The fight against authoritarianism isn’t just on the streets. It’s in the feeds, the dinner tables, and the inboxes. Stay informed. Stay critical. Stay loud.
Reading Material

- Propaganda by Edward Bernays – Bernays, often called the father of public relations, explains how propaganda is used to manipulate public opinion.
- Manufacturing Consent: The Political Economy of the Mass Media by Edward S. Herman and Noam Chomsky – A powerful breakdown of how mass media functions as a propaganda system in democratic societies, especially through “worthy” and “unworthy” victims.
- Amusing Ourselves to Death by Neil Postman – Examines how media trivializes important discourse, paving the way for propaganda to thrive in the form of entertainment.
- This is Not Propaganda: Adventures in the War Against Reality by Peter Pomerantsev – A journalist’s global journey into the heart of information warfare, covering Russia, the Philippines, the U.S., and more.
- The Psychology of Propaganda by Anthony Pratkanis and Elliot Aronson – Focuses on the psychological tactics that make propaganda persuasive, especially in modern advertising, politics, and cults.
- 1984 by George Orwell – The classic dystopian novel about surveillance, doublespeak, and the terrifying power of a regime that controls truth itself.

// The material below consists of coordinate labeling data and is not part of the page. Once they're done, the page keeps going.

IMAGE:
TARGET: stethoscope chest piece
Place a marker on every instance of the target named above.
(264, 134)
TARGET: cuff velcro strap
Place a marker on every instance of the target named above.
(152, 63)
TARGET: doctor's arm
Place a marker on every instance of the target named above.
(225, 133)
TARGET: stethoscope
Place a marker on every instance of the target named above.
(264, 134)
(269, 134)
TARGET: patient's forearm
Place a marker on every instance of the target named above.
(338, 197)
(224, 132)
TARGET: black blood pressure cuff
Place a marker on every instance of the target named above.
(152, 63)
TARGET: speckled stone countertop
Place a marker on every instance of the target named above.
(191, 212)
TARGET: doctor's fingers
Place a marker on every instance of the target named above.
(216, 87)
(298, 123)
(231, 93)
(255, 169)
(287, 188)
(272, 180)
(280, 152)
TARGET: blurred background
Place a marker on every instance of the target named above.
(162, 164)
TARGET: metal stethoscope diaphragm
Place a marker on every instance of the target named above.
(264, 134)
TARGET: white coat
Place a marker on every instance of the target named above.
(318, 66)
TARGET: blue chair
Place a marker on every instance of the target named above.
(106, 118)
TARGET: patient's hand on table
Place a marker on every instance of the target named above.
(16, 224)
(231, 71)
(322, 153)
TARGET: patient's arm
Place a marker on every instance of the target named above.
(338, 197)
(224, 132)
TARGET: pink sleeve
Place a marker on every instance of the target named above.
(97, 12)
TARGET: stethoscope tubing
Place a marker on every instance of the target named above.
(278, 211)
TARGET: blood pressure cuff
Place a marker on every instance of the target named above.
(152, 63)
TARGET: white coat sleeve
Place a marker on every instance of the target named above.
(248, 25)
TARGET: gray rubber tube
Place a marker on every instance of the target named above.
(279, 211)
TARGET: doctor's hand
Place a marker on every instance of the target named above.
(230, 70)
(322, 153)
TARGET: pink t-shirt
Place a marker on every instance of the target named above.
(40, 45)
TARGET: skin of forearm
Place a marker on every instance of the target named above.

- The Handmaid’s Tale by Margaret Atwood – A chilling look at how religious and political propaganda enforces control over bodies, minds, and memories, especially for women.

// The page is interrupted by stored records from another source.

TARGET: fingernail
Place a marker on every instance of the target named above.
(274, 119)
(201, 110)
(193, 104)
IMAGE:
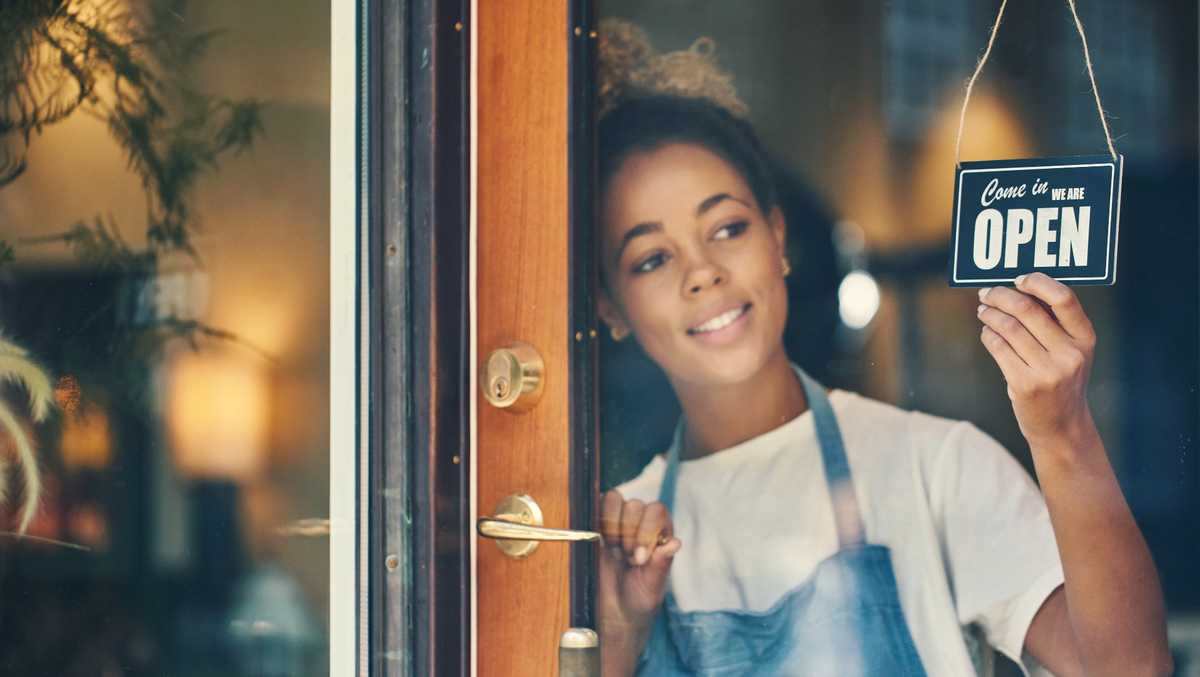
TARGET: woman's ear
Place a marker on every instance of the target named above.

- Fahrenheit 451 by Ray Bradbury – Explores state censorship, anti-intellectualism, and the seductive numbness of mass entertainment as tools of social control.
- It Can’t Happen Here by Sinclair Lewis – A 1930’s novel imagining an authoritarian U.S. takeover through populist rhetoric and propaganda.

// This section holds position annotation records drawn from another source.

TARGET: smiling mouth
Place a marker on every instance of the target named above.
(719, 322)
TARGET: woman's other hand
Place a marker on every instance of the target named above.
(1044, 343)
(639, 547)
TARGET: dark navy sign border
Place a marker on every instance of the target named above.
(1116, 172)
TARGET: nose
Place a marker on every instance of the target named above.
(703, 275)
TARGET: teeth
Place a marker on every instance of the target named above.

- Parable of the Sower by Octavia E. Butler – Set in a climate-ravaged, socially collapsed America, where a young Black woman creates a new belief system based on the idea that “God is Change.”
- On Tyranny: Twenty Lessons from the Twentieth Century by Timothy Snyder – A guide that warns how democracies can fall to authoritarianism through small, incremental shifts.
- Lies My Teacher Told Me by James W. Loewen – Examines how U.S. history textbooks misrepresent, omit, or distort key facts about race, class, and politics to promote a sanitized national narrative.
- Assata: An Autobiography by Assata Shakur – A powerful memoir recounting her experiences as a Black revolutionary, her activism with the Black Panther Part and Black Liberation Army, and her fight against systemic racism and wrongful imprisonment.
- Caste: The Origins of Our Discontents by Isabel Wilkerson – Explores how an unspoken caste system shapes American society, entrenching racial hierarchies and social inequality beyond just racism.